# MaCafee  auto renewal: charged my credit card without permission?



## Tessi (1 Mar 2010)

Hi
I bought a computer four years ago with three years macafee subscription included.  

Last year this expired and I agreed to purchase an extra year and paid for it with my credit card on line.  It cost about €36. 

I had intended to research the internet in the mean time to get advice on the cheapest/best security package, so that I would be more prepared when the year expired.  Anyway the year has gone by, I forgot all about it and then I get an email over the weekend to say Macafee have automatically renewed my subscription and charged me £48.89 (sterling) and used the credit card details I'd given last year.

Now I have rang them this morning and cancelled and they said they give me a refund in 5 days.  To be honest I think it's shocking that they can go ahead without my permission and not only charge me but any amout they want to.  I never normally pay on line for things but I never believed that your credit card details could be used over and over without agreed confirmation. 

If this can happen with MacFee, whats stopping other companies from charging us for bogus items we never asked for. 

Does this mean I can never trust paying with my credit card again on line or is there something I can do to stop my credit card details being used again without my permission?


----------



## paddyc (1 Mar 2010)

*Re: MaCafee Subscription auto renewal*

Its possible in their terms and conditions that a default option allowing them to automatically renew the subscription and billed the card was selected. I have never had this happen to me before however.


----------



## fobs (1 Mar 2010)

*Re: MaCafee Subscription auto renewal*

This is exactly the case as it happened to me. You need to opt out of automatically renewing the subscription. I had an extra year paid for using my credit card details and had to opt out to prevent this happening again. Sneaky really as I never noticed this option when signing up.


----------



## paddyc (1 Mar 2010)

*Re: MaCafee Subscription auto renewal*

I had a free trial for 3 months with a PC of bullguard security suite, never heard of it before then but it got some very good reviews in comparrison with some of the big name products. When the trial was expiring they sent me several emails for renewing all of which I ignored, started at something like €70 and they kept bringing it down, I renewed it for €20 or €22 euro. You could download their 60 day trial http://www.bullguard.com/ and see if you like it. 

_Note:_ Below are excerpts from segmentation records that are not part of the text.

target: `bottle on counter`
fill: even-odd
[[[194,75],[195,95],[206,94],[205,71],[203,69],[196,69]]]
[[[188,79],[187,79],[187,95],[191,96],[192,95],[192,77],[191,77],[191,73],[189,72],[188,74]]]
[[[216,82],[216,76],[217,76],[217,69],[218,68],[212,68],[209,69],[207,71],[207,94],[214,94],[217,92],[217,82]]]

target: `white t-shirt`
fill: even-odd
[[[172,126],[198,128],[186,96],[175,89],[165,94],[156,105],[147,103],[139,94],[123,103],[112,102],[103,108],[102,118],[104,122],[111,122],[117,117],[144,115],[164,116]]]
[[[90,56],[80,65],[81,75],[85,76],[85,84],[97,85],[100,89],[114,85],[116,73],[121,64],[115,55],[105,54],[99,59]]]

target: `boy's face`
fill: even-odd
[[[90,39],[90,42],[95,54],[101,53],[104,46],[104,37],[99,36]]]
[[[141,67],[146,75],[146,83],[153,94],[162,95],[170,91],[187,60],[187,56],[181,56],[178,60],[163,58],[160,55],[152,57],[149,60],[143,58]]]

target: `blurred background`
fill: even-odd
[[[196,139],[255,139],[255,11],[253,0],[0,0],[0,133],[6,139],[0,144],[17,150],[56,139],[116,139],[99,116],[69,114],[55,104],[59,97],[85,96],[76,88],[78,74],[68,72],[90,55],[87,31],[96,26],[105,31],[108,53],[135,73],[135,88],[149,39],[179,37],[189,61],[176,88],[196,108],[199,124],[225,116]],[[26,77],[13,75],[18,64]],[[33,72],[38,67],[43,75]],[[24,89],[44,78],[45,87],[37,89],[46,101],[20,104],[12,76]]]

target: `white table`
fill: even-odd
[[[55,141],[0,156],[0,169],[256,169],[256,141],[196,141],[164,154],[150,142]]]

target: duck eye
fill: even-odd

If not there are plenty of good free alternatives such as Avast, AVG etc  - there is info on key posts about these free products.


----------



## Tessi (1 Mar 2010)

*Re: MaCafee Subscription auto renewal*

Hi all thanks for your input. 

Yes, I have since found out I did apparently tick (or perhaps more than liklely, not unticked) the option to automatically renew the subscription. 

I don't remember this option at all and do agree that it is very sneaky.  I still think there is something very wrong when a company can go ahead and use credit card details previously given for a different transaction and amount. 

There must be some legislation that requires a seller to aquire confirmation from the buyer, on the date they intend to charge the customer and the amount they intend to charge. 

I totally take responsibility for my stupid negligence in not correctly reading what I have signed up.  However I know I'm not the only one and some times life gets complicated and stressed and we are unfortunately not always going to be in tip top form to be always alert.  We should not have to put up with sellers/companies etc who know this and take advantage. 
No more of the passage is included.